D. – Si dice che servono le riforme per far ripartire l'Italia. Il PIL sembra però smentire questo percorso. Il dato va letto anche in chiave politica?

R. – E’ possibile cambiare le regole degli assetti economici, come ad esempio il sistema bancario, il mercato del lavoro, il codice di commercio, e così via. Queste sono le riforme che fanno riportare in alto l’indice del Pil.

D. – Che effetto avrà la recessione sulla vita degli italiani?

R. – Sulla vita quotidiana ben poco. Ha però un impatto simbolico, da un lato, e soprattutto sul fronte europeo. Perderemo, infatti, un po’ di credibilità. La diminuzione dello 0,2% è dovuta esattamente al fatto che la domanda interna non è stata stimolata sufficientemente come si pensava e, soprattutto, che anche le esportazioni ne hanno risentito, ovviamente non in tutti i comparti. Perché? Perché evidentemente il calo della produttività si sta facendo sentire.

D. – Il dato negativo del Pil italiano avrà ripercussioni sull’attività di governo?
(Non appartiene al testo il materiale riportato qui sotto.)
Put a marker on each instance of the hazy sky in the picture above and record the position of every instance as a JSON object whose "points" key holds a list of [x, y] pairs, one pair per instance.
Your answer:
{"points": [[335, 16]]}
R. – Io, ovviamente, spero di no. Potrebbe, però, rappresentare quella tiratina d’orecchio del tipo: “cambia l’ordine dell’agenda”, “dai più priorità agli aspetti dell’economia reale”, quindi delle istituzioni economiche, e semmai “rallenta su quell’altro fronte”. Sembra che questo si stia capendo, perché si sta parlando di rinviare a settembre la nuova legge elettorale. Ma la legge elettorale non serve adesso: si andrà a votare tra tre anni e mezzo, perché perdiamo tempo per cambiare la legge elettorale, quando non serve? Ora serve riempire di beni di varia natura le nostre famiglie, soprattutto quelle numerose. Bisogna far capire che il criterio dell’urgenza ha caratteristiche diverse da quelle dell’importanza o della rilevanza.